Fattore wrote “Child Labor provides fifteen national case studies from four continents. By examining child labour in its historical, social, political and economic contexts, the book makes a wide-ranging contribution to our understanding of working children. The case studies demonstrate the diversity of child labour in rich and poor countries alike, and the variety of tasks and skills involved in the work that children do. The editors focus on exploitative and hazardous work including the worst forms of child labour. In adopting this focus, the book belongs to a body of research that implicitly understands work as harmful to child development. On this view, work for children should (ultimately) be abolished.”

Fattore, like every other humane person, accepts that children should not be exploited but he also points out that attempts to eliminate what comfortable western people regard as exploitation can easily produce more harm than good. The regular working conditions of many small farmers and fishermen, certainly 50 years ago, would probably be regarded as exploitation by the standards of affluent urban academics. The typical situation that reformers want to stop is the so-called “sweat shop” which is often enough more attractive both in payment and working conditions than the alternatives that are available, such as farm labouring or prostitution. One of the features of the reforming literature (and the Saddler Report) is the usual failure to find out the views of the children. Actually, in an ironic contrast, one of the common frustrations of modern parents in our society is the problem of getting children to do any kind of routine help around the place, let alone anything that would take more than five minutes or raise a sweat!
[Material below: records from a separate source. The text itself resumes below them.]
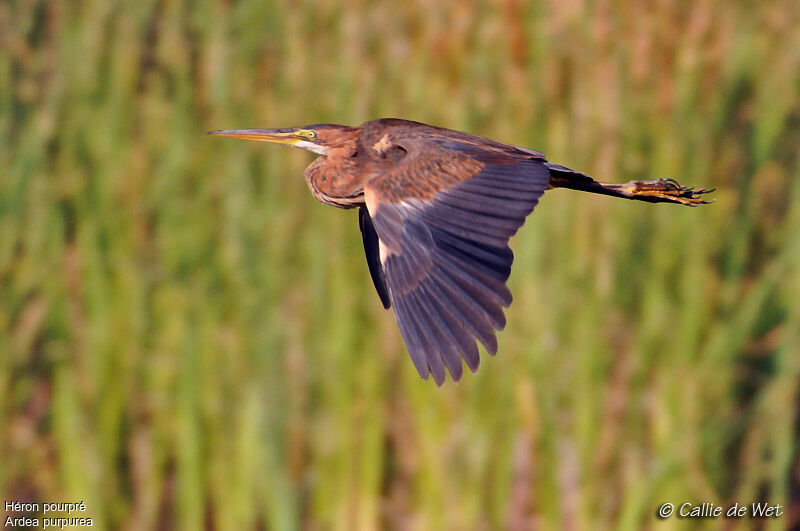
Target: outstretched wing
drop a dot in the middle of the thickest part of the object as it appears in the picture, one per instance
(443, 214)
(370, 239)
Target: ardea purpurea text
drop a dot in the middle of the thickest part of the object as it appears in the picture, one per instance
(436, 209)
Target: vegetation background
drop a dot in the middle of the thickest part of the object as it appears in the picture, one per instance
(188, 340)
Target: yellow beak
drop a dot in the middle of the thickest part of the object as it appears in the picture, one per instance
(276, 136)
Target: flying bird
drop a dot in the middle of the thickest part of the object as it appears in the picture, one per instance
(436, 208)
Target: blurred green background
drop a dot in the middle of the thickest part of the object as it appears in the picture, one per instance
(189, 340)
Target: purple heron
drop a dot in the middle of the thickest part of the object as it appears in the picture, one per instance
(436, 210)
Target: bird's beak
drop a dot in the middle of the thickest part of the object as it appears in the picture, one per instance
(276, 136)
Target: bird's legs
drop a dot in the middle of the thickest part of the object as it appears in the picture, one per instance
(660, 191)
(654, 191)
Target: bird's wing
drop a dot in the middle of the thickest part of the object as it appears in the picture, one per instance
(443, 215)
(370, 239)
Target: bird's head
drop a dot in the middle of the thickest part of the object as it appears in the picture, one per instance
(319, 138)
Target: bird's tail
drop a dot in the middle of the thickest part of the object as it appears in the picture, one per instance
(654, 191)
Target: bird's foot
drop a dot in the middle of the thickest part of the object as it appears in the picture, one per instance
(668, 191)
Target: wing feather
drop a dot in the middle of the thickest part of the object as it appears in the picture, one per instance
(444, 218)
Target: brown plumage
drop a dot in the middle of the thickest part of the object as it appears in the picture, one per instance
(436, 210)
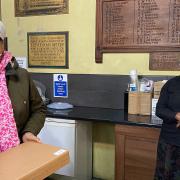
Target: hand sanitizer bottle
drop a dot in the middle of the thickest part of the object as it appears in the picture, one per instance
(133, 86)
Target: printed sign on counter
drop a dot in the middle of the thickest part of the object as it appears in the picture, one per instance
(60, 85)
(22, 61)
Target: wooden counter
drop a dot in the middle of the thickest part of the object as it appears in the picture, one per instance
(135, 152)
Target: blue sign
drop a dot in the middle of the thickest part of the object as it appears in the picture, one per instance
(60, 85)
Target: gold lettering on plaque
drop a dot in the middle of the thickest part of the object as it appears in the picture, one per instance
(38, 7)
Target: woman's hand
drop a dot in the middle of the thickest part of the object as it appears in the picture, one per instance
(178, 119)
(28, 136)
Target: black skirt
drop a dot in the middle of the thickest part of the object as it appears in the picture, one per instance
(168, 162)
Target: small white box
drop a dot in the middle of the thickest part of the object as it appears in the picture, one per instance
(154, 102)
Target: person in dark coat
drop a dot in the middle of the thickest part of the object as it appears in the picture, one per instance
(168, 151)
(22, 111)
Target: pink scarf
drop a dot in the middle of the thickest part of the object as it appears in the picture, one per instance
(8, 130)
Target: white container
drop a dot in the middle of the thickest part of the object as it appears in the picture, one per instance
(133, 86)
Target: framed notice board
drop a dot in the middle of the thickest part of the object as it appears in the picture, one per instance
(137, 26)
(48, 49)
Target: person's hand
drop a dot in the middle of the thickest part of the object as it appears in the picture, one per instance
(178, 119)
(28, 136)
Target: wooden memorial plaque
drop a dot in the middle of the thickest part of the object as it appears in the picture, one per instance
(48, 49)
(137, 26)
(164, 61)
(40, 7)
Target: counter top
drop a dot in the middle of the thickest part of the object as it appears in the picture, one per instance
(117, 116)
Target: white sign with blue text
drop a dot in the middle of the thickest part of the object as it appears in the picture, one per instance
(60, 85)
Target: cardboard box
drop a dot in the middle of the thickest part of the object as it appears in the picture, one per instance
(31, 161)
(139, 103)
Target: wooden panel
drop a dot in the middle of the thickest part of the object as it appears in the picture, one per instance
(138, 131)
(135, 152)
(136, 26)
(140, 158)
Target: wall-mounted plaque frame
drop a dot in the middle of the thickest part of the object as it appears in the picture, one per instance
(164, 61)
(48, 49)
(136, 26)
(40, 7)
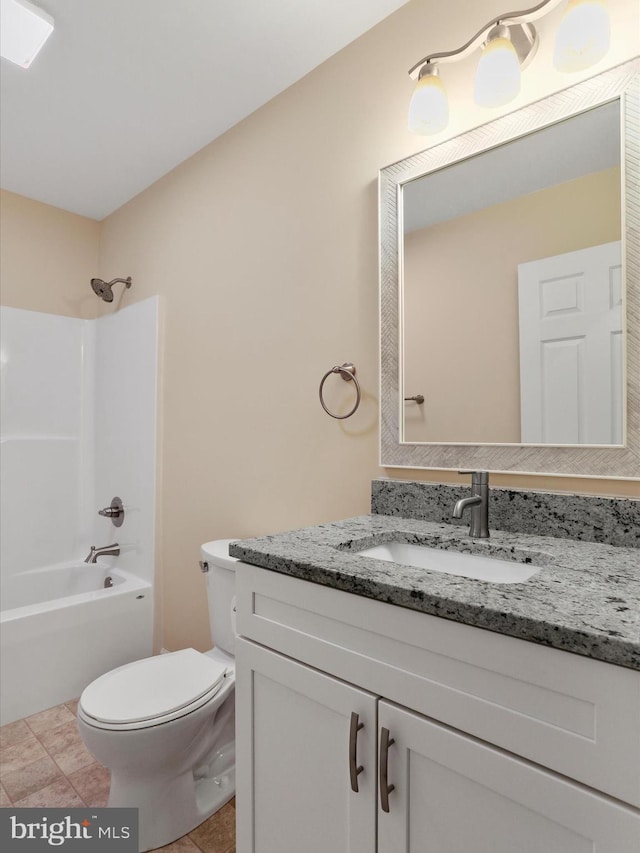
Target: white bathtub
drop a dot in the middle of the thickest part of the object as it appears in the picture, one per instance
(60, 628)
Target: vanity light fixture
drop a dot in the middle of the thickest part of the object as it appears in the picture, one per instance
(24, 28)
(509, 42)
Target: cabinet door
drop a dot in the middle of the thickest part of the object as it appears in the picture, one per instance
(454, 794)
(296, 758)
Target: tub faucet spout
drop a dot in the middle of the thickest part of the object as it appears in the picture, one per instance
(106, 550)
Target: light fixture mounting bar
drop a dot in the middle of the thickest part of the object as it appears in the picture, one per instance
(508, 19)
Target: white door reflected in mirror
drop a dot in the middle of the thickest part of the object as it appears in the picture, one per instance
(571, 327)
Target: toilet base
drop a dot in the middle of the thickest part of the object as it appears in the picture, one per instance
(169, 809)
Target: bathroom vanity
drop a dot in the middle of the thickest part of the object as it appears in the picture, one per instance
(368, 722)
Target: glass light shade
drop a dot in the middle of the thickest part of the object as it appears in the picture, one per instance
(23, 30)
(429, 107)
(497, 75)
(583, 35)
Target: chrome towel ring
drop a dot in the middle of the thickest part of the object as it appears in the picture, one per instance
(348, 373)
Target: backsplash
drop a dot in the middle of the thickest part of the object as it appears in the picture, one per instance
(613, 521)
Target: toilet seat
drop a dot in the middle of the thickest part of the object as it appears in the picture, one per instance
(152, 691)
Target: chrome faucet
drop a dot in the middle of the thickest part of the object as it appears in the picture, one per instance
(479, 503)
(105, 551)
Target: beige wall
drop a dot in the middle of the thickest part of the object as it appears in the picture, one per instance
(47, 258)
(263, 247)
(461, 302)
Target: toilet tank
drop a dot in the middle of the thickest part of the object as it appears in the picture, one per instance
(220, 574)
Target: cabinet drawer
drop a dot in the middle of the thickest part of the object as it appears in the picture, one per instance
(577, 716)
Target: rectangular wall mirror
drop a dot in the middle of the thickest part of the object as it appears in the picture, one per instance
(510, 288)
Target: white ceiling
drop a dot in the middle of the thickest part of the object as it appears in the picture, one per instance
(124, 90)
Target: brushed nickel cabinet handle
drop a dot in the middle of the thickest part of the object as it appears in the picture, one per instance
(385, 788)
(354, 769)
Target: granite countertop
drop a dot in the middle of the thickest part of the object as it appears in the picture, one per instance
(584, 599)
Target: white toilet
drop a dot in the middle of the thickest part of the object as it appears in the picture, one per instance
(164, 726)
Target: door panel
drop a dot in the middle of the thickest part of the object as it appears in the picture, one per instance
(297, 787)
(571, 347)
(453, 794)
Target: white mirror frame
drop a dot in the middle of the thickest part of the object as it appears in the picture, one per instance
(577, 461)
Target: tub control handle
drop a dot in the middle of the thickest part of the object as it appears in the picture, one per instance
(115, 511)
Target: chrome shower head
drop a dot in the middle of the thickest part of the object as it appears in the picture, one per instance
(104, 289)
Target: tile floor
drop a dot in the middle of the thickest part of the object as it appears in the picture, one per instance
(43, 764)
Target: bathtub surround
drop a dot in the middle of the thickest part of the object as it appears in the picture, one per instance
(78, 427)
(613, 521)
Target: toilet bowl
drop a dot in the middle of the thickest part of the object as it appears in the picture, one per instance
(164, 726)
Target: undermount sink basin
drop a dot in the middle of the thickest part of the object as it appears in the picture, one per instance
(452, 562)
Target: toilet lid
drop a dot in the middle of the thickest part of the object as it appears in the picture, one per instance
(153, 687)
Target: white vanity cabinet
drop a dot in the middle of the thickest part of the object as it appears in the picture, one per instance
(484, 743)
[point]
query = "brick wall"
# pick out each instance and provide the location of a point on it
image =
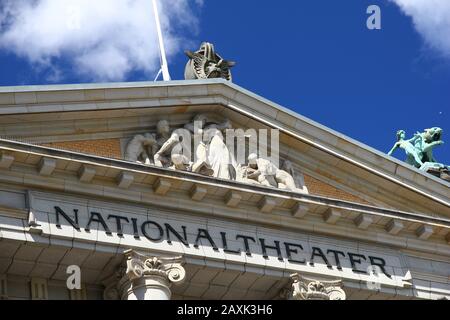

Fatore concluded “How the world deals with child labour reflects larger contradictions of global economic relations. While abolition is a policy response endorsed by the left and the right, and is promoted in rich and poor nations alike, it has unintended consequences for working children, their families and communities. Abolition is incompatible with policies that aim to protect and improve children’s working conditions. Bans imposed by rich nations on the import of products involving child labour have shifted this work underground, forcing children into more hazardous situations. These bans also encourage governments to pretend that child labour does not exist, pushing effective regulations further out of political reality. One investigation of children in the Bangladeshi garment industry after US import restrictions were imposed found that none had gone to school after leaving the industry, and that many were now engaged in more hazardous work.”